AN ARGUMENT FOR HYPERREALIST POETRY

Hyperrealism is a term mainly used to describe a movement in the visual arts that arose around the turn of the millennium. Artist like Ron Muech create works that reproduce the illusion of reality right down to every single pubic hair. They often strive to create works that are “clearer and more distinct than the subject itself”. According to Tal Danai, “the Hyperrealist process as a transformation of perceived reality into a manifestation of objective conceptual reality, which in turn illuminates perceived reality in a new light.”
In his essay, “Hyperrealism and Conceptual Art: What yo see is what you get?”, Danai writes:

While the difference between “Realism” (as in real life) in Hyper-realistic works
and that in Surrealistic works may be simplified as the difference between a
clearly imaginary and “unrealistic” (in its most common laymen’s sense) reality
on the Surrealist side, and the “almost real” or “could be real” or even outright
“Real” (in the same laymen’s sense) on the Hyperrealist side, the making of the
latter is of a much more illusive nature. […] In trying to analyze it one should be
constantly aware that that reality is not made for the purpose of creating an
imaginary reality. It is developed by the artist as means to an end of making comments on the reality the artist lives and operates in. That means that the visual work functions as a telling mirror allowing the artist to direct it at issues, ideas, emotions or any other elements of the artist’s ‘real’ world. The better polished the mirror, the more telling it is.

For the last 12 years, my poetry has been increasingly riddled with footnotes. I struggle to pack poems with all the information relevant to the metaphors I am creating. Just as the existence of the very real narwhal drives us to conceive and search for the unicorn, the bizarre details of nature and history drive me to conceive of and search for correlations in my perceived existence: in the poem, as metaphor and mimesis. My intention goes beyond literary allusions, geological allusions, or biochemical allusions.

While Surrealists often use the minutiae of reality in the fabric of their form, and many of my poems are surrealist, I have begun to write more poetry that seeks to avoid the dream-like elements of gowns made of egg shells (“Spinster’s Shroud”, mixed states. Wigestrand, 2004), to focuses increasingly on the facts alone to provide the quality of heightened experience:

A child unconscious                                      An child consciously
under cold water                                           held under cold water
experiences laryngospasm,                        reaches the breaking point
asphyxiates,                                                  after eighty-seven seconds,
but the heart                                                 inhales
keeps                                                              involuntarily,
beating                                                           but the heart keeps beating.
five                                                                  Ashes falling on water
full                                                                  float
minutes—                                                      like rotting wood,

every instant bobbing in and out of view.
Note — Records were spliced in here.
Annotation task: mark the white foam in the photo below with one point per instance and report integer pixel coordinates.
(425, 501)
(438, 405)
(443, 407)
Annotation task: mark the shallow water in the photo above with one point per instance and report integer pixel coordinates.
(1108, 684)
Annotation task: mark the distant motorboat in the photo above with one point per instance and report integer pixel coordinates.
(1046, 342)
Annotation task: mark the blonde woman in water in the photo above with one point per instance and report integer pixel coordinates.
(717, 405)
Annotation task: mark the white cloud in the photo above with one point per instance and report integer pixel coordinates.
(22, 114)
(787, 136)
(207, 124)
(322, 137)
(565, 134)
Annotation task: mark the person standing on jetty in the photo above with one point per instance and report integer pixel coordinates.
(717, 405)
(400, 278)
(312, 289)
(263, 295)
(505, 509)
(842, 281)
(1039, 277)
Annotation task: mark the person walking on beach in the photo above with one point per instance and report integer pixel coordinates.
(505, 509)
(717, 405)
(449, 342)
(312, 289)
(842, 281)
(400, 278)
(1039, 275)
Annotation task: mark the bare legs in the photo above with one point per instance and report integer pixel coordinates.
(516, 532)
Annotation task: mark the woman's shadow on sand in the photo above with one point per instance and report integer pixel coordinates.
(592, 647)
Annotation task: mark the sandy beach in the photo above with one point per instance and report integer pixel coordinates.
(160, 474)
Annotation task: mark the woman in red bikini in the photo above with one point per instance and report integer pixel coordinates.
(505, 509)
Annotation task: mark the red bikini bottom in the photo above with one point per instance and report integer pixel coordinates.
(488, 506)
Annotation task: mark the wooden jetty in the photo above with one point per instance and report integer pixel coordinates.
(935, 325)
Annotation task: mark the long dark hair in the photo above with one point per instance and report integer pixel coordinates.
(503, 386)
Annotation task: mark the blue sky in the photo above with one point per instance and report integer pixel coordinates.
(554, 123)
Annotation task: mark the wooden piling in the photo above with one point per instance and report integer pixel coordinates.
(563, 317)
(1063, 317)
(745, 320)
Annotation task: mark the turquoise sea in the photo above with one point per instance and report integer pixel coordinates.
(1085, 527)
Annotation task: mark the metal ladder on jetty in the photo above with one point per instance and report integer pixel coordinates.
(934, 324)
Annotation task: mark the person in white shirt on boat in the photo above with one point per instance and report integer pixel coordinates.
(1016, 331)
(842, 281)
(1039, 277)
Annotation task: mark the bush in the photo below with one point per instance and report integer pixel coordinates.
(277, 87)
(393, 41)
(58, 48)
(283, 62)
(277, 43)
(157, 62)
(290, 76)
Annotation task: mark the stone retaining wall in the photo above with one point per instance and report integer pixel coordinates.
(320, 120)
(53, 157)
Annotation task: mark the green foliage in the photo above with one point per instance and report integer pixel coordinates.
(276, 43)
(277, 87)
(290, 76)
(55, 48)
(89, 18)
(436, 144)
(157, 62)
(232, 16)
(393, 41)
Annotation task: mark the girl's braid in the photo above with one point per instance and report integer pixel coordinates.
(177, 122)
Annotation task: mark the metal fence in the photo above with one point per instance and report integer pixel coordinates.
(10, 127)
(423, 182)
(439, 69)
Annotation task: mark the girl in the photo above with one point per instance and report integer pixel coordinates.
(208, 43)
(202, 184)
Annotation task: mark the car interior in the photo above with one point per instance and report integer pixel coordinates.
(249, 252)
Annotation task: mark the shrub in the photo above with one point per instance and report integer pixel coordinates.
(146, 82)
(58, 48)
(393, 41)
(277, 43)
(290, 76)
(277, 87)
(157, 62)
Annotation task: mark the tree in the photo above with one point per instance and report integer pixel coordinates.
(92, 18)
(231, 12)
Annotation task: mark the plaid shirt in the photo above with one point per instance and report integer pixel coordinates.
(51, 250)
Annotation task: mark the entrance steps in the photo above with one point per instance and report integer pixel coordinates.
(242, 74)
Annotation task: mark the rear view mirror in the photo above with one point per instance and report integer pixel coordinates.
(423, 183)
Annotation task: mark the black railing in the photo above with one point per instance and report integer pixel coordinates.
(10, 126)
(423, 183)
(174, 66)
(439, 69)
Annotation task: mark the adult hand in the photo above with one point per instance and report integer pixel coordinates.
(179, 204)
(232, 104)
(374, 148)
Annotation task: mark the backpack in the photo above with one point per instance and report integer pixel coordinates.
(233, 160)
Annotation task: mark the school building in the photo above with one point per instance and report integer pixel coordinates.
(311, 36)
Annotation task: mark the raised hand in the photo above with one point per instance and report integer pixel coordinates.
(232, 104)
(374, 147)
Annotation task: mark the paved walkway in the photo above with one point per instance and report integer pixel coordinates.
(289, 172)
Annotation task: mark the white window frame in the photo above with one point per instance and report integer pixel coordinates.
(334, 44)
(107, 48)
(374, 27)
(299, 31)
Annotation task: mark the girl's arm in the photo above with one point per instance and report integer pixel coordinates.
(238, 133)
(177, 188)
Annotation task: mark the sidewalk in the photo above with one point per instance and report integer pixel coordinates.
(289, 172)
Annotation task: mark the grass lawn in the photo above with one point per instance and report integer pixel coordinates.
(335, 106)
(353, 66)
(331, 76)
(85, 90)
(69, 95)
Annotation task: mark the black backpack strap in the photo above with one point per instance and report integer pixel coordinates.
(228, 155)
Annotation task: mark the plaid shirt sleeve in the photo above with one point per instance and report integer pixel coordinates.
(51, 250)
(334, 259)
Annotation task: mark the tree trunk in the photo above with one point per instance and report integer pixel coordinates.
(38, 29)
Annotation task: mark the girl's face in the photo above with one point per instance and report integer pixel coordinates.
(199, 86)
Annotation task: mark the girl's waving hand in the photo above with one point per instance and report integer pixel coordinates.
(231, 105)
(“Red-eared Slider“, mixed states. Wigestrand, 2004).

In the poem “A Request for Sound from a Televised Report from Afghanistan” (An Intimate Retribution. Wigestrand, 2009) the line, “bitter as fringed rue” can be processed as a metaphor based on a general idea of what the desert plant looks like, or the simple fact that it is bitter. However, the true metaphor, the core of the poem is found only with the knowledge that fringed rue has been, and probably still is, used as an abortion agent, as a treatment for asthma, as a remedy for menstrual discomforts and that the oil from broken leaves is so caustic that it causes blisters. The literary allusions that could be claimed are unnecessary and actually unwanted in this poem. The poem is about the facts. Nothing more than reality is necessary to create mimesis. In fact, anything more than reality steals focus from the metaphor.


The poem “A Guide to Knowledge” (from the current collection about Dorothea Dix) takes its title from a small encyclopedia written by Dix herself. In the poem I present the parasite Peltogastridae; Peltogastrella sulcata, which dissolves through the shell of the hermit crab and de-sexes it. It is the stuff of myth. But the hyperreality of this little fungiform serves as a far more polished mirror for the gender issues forced upon Dorothea Dix – by her contemporaries, herself and historians, than any myth.

For the past two years I have been exploring techniques for selecting and sharing information with the reader. How to keep poems fluid and readable while focusing on the unfamiliar microscopic activity within the gonads of hermit crabs.

I think I may be approaching a literary style of Hyperrealism.